Melalui pendidikan tersebut diharapkan para remaja mempunyai pengetahuan mengenai anatomi serta proses reproduksinya, serta kemungkinan resiko yang timbul apabila berperilaku reproduksi yang tidak sehat. Disamping itu, pendidikan kesehatan reproduksi diperlukan untuk memberikan pengetahuan agar remaja dapat memanfaatkan waktu remajanya yang terbatas untuk melakukan kegiatan yang produktif dan sehat untuk mempersiapkan masa depannya.
10 Karakteristik dari Program Pendidikan Seks dan HIV yang Efektif.
Selasa, 13 Juli 2010
Kurikulum dari program pendidikan seks dan HIV yang efektif terdiri dari 10 karakteristik umum yaitu:
Fokuskan pada menurunkan satu atau lebih perilaku seksual yang menyebabkan kehamilan yang tidak diinginkan atau HIV/infeksi Penyakit Menular Seksual
Pendekatan-pendekatan teoritis yang digunakan sebagai dasar telah terbukti mempengaruhi perilaku kesehatan yang berkaitan lainnya dan mengidentifikasikan pendidikan seksual penting yang menjadi sasarannya
Sampaikan pesan yang jelas dan secara konsisten tentang tidak melakukan aktifitas seksual dan/atau menggunakan kondom atau bentuk lain dari kontrasepsi. Ini merupakan salah satu karakteristik penting yang membedakan program yang efektif dengan yang tidak efektif.
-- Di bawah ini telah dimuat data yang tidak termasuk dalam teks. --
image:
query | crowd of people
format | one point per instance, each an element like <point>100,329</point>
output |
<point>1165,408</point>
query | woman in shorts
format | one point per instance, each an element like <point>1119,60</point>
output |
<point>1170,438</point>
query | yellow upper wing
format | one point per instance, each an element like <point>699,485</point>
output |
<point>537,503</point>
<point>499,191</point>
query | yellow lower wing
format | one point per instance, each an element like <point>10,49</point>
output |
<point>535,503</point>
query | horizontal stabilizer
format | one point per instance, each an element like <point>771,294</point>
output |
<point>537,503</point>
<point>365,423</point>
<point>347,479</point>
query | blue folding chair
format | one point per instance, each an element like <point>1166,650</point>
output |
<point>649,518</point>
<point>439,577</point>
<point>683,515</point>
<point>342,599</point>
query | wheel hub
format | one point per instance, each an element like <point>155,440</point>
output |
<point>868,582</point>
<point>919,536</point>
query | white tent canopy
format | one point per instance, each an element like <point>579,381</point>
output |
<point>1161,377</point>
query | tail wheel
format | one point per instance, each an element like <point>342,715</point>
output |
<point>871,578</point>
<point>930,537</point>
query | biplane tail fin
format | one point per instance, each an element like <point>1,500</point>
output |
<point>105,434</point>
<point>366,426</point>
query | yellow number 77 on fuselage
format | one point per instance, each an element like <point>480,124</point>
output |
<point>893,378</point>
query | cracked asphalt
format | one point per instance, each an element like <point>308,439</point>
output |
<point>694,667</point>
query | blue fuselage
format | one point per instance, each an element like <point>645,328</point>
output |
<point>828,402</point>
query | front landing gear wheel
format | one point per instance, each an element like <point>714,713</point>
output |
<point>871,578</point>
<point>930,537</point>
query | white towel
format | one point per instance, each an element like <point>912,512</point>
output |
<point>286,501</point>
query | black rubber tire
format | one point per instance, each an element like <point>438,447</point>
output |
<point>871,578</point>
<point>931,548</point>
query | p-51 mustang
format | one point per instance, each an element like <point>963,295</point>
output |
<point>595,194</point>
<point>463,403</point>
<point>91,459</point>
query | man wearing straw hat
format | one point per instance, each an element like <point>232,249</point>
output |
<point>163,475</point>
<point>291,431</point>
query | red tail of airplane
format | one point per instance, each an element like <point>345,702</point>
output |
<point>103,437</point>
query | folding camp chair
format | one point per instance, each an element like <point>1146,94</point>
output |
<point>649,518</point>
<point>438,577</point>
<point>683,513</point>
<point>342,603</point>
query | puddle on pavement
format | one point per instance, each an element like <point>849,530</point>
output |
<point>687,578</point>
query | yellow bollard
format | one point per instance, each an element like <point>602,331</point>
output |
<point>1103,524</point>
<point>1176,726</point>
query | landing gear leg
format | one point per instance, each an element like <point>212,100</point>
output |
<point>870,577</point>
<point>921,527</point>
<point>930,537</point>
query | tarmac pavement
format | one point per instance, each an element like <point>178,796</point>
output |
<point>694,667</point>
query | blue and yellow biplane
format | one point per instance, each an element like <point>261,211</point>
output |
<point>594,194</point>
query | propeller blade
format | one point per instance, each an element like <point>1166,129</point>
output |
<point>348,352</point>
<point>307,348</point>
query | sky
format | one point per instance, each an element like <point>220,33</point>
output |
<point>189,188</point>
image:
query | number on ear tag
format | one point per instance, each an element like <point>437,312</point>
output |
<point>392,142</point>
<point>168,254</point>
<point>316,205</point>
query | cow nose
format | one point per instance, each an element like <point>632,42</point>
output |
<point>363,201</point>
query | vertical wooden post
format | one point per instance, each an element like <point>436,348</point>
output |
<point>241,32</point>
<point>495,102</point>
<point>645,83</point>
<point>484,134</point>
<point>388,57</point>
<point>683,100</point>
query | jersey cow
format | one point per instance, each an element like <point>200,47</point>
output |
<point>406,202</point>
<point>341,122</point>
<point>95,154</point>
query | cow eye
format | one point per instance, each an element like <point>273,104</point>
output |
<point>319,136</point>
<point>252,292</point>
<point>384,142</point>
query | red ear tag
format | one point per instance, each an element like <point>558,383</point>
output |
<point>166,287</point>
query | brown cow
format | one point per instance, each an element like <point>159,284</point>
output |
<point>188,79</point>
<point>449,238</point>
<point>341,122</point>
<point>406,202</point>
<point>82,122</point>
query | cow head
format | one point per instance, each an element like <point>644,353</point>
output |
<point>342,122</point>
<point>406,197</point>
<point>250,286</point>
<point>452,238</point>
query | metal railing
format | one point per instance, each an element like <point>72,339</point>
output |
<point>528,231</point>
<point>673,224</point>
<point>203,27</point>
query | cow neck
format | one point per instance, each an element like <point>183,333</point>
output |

Sediakan informasi dasar dan akurat mengenai risiko dari aktifitas seksual remaja dan tentang cara-cara menghindari hubungan seksual atau menggunakan metode-metode perlindungan terhadap kehamilan dan Penyakit Menular Seksual.
Lakukan kegiatan yang menjelaskan tekanan-tekanan sosial yang mempengaruhi perilaku seksual.
Berikan contoh-contoh tentang praktek berkomunikasi, negosiasi dan keterampilan menolak
Gunakan metode pengajaran yang dirancang untuk melibatkan peserta dan membuat informasi sesuai dengan pribadinya masing-masing.
Gabungkan perilaku yang dituju, cara mengajar dan materi yang sesuai dengan umur, pengalaman seksual dan kebudayaan dari para pelajar
Lamanya harus sesuai (misalnya lebih dari hanya beberapa jam)
Pilih guru-guru atau ketua kelompok yang yakin akan program dan berikan mereka pelatihan yang sesuai.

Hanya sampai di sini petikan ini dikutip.